Single-index access returns the requested data element. Slice and index-array accesses return a new Slicer object, which, naturally, can be sliced again, like

>>> x = list(range(30))
>>> Slicer(x)[[1, 3, 5, 6, 7, 8, 9, 13, 14]][::2][-2]
9

__iter__() → Iterator[Element][source]#: Iterate over the elements in the current window or “slice”.

property raw: Seq[Element]#: Return the underlying data Seq, that is, the list_ that was passed into __init__().

property range: None | range | Seq[int]#: Return the parameter range_ that was provided to __init__(), representing the selection of items in the underlying Seq.

collect() → list[Element][source]#

Return a list containing the elements in the current window. This is equivalent to list(self).

This is often used to substantiate a small slice as a list, because a slice is still a Slicer object, which does not directly reveal the data items. For example,

>>> x = list(range(30))
>>> Slicer(x)[3:11]
<Slicer into 8/30 of [0, 1, 2, 3, 4, 5, 6, 7, 8, 9, 10, 11, 12, 13, 14, 15, 16, 17, 18, 19, 20, 21, 22, 23, 24, 25, 26, 27, 28, 29]>
>>> Slicer(x)[3:11].collect()
[3, 4, 5, 6, 7, 8, 9, 10]

(A list is used for illustration. In reality, list supports slicing directly, hence would not need Slicer.)

Warning

Do not call this on “big” data!

class cloudly.util.seq.Chain[source]#

Bases: Seq[Element]

This class tracks a series of Seq objects to provide random element access and iteration on the series as a whole, with zero-copy.

Example

>>> from cloudly.util.seq import Chain
>>> numbers = list(range(10))
>>> car_data  
<ExternalBiglist at '/tmp/edd9cefb-179b-46d2-8946-7dc8ae1bdc50' with 112 records in 2 data file(s) stored at ['/tmp/a/b/c/e']>
>>> combined = Chain(numbers, car_data)
>>> combined[3]
3
>>> combined[9]
9
>>> combined[10]
{'make': 'ford', 'year': 1960, 'sales': 234}
>>>
>>> car_data[0]
{'make': 'ford', 'year': 1960, 'sales': 234}

This class is in contrast with the standard itertools.chain, which takes iterables.

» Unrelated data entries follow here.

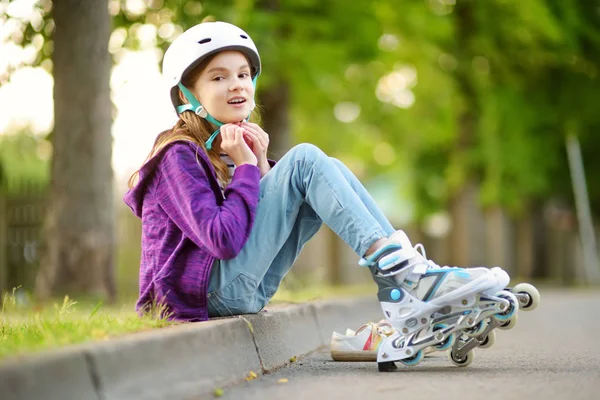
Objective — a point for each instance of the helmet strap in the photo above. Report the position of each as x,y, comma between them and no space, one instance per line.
195,106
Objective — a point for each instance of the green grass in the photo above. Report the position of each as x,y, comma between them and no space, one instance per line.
26,328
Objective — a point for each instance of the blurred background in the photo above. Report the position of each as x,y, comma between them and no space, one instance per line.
474,124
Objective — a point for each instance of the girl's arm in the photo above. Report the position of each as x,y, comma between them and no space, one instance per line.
185,193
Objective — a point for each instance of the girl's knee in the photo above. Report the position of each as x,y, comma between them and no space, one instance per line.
306,151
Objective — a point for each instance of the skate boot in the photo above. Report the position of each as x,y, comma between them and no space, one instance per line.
429,305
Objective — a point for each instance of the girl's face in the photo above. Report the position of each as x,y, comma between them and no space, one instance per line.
225,87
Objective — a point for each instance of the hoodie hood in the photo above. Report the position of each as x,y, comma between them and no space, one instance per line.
134,197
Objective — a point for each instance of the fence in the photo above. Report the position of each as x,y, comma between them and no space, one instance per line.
21,219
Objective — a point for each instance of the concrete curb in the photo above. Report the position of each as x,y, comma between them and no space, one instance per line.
182,361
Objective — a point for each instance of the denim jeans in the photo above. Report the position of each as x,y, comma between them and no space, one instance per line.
303,190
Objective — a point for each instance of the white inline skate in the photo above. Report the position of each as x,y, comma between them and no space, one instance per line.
429,305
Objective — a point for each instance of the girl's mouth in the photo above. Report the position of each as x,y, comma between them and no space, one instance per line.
237,101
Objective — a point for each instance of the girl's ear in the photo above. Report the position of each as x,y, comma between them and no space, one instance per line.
182,98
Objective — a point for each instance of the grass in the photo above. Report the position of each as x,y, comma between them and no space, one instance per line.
26,328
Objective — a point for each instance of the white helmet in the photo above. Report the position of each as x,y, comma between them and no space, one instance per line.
199,42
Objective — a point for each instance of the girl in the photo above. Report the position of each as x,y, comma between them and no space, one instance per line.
222,224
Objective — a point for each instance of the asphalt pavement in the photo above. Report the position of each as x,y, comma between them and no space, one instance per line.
552,353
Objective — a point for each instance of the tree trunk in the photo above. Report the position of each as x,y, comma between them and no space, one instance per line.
459,203
78,255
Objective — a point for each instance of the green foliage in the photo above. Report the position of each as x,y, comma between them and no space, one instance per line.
521,73
26,328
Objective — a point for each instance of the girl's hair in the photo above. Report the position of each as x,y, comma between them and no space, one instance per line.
191,128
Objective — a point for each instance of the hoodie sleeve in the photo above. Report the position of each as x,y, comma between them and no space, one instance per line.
185,194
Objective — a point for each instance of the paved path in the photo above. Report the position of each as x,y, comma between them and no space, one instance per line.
552,353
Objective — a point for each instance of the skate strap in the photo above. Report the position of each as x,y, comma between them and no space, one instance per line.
395,258
415,274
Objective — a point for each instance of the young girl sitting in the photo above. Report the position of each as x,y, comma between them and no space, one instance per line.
222,225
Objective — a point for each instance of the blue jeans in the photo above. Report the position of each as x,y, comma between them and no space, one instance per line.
303,190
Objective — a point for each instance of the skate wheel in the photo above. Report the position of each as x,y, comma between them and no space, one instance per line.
488,341
446,343
509,324
512,309
529,298
387,366
476,330
414,360
465,361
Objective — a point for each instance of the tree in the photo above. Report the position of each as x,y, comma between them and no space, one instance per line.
79,231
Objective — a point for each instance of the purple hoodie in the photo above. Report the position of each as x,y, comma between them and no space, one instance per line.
187,224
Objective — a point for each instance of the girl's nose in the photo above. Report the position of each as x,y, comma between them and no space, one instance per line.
236,84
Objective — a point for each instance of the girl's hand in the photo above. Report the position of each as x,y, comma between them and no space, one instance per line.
233,143
260,144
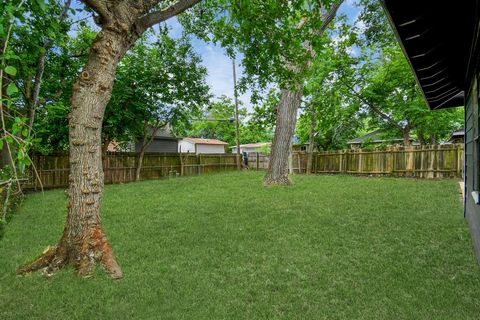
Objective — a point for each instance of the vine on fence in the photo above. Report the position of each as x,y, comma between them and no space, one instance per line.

__init__(list_: Seq[Element], *lists: Seq[Element])[source]#

__len__() → int[source]#

__getitem__(idx: int) → Element[source]#

__iter__() → Iterator[Element][source]#

property raw: tuple[Seq[Element], ...]#

Return the underlying list of Seqs.

A member Seq could be a Slicer. The current method does not follow a Slicer to its “raw” component, b/c that could represent a different set of elements than the Slicer object.